PURPOSE. Acanthamoebae provoke a vision-threatening corneal infection known as Acanthamoeba keratitis (AK). It is thought that Acanthamoeba-specific IgA antibodies present in mucosal secretions such as human tears, milk, and saliva provide protection against infection by inhibiting the adhesion of parasites to host cells. The goal of the present study was to determine whether human mucosal secretions have the potential to provide protection against the Acanthamoeba-induced cytopathic effect (CPE) by an additional mechanism that is independent of IgA.

METHODS. Breast milk was used as a model of human mucosal secretions. In vitro CPE assays were used to examine the CPE inhibitory effect of IgA-depleted milk and various milk fractions obtained by gel filtration. The activity of amebic proteinases was examined by zymography.

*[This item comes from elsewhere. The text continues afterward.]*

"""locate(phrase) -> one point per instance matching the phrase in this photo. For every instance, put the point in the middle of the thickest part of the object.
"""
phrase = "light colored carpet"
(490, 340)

RESULTS. IgA-depleted milk inhibited the Acanthamoeba-induced CPE in a concentration-dependent manner. Milk proteins were separated into four major fractions (F1-F4) by gel filtration. Of these four fractions, CPE inhibitory activity was detected largely in fraction F3. In contrast, fractions F1, F2, and F4 lacked CPE inhibitory activity. Moreover, fraction F3, but not F1, F2, or F4, inhibited amebic proteinases.

CONCLUSIONS. These data, in conjunction with published findings showing that amebic proteinases are responsible for the induction of Acanthamoeba CPE, led us to propose that human mucosal secretions have the potential to provide protection against Acanthamoeba-induced CPE by an additional mechanism that is independent of IgA and that involves the inhibition of cytotoxic proteinases of amebae.